AG Today

Ag Today June 6, 2017

Slow trickle of progress on groundwater reform

Posted Jun 5, 2017 at 8:33 PM Updated Jun 5, 2017 at 8:33 PM

By Alex Breitler
Record Staff Writer

The first step toward sustaining one of San Joaquin County’s most precious resources took nearly two years.

And it may have been the easiest part of the journey.

Still, local officials sound optimistic about their efforts to comply with the state’s new groundwater mandate,largely because the county’s diverse, sometimes feuding water agencies have agreed to at least sit down at the table and talk about it.

“We’ve gotten this far,” San Joaquin County Supervisor Chuck Winn said last week, ahead of a major deadline at the end of this month. “It’s a challenge, but I firmly believe, based upon the past two years, that the agencies in this basin are more than up to that challenge.”

Groundwater is not a sexy subject. Many don’t realize that a portion of their drinking water, and a share of the water that sustains the county’s $3 billion a year agricultural industry, originates from underneath their feet.

Whether they know it or not, however, California’s efforts to reign in groundwater use likely will affect their pocketbooks in due time.

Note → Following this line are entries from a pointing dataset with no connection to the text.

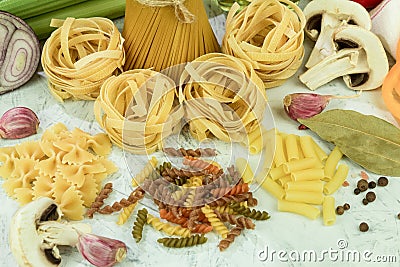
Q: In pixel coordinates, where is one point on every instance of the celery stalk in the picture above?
(30, 8)
(92, 8)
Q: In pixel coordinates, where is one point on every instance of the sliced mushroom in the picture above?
(36, 231)
(361, 61)
(324, 17)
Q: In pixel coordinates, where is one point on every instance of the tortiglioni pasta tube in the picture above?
(308, 174)
(280, 157)
(328, 211)
(307, 186)
(292, 150)
(304, 197)
(300, 164)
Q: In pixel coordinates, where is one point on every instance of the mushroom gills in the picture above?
(52, 256)
(50, 214)
(324, 18)
(313, 26)
(345, 62)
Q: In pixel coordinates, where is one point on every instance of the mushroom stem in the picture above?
(343, 63)
(324, 46)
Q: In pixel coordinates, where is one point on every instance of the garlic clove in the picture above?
(101, 251)
(304, 105)
(18, 122)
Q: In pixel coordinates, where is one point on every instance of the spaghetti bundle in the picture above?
(137, 109)
(222, 97)
(80, 55)
(159, 34)
(269, 35)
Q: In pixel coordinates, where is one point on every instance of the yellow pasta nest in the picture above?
(269, 35)
(137, 109)
(67, 166)
(80, 55)
(223, 97)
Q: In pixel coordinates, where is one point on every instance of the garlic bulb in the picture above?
(306, 105)
(101, 251)
(18, 122)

A state law passed in response to shrinking groundwater aquifers relies local agencies to plan for long-term groundwater sustainability. The 1,200-square-mile aquifer that underlies much of San Joaquin County is considered “critically overdrafted” by the state, meaning more water is removed from the ground than is naturally replaced.

To fix that, something has to give. Basically, local water agencies and their customers must either make do with less water, or they must raise the money to build infrastructure needed to capture more above-ground water from rivers and streams, which would take pressure off the underground supply.

Winn, like many others, prefers the latter approach. But it won’t be free.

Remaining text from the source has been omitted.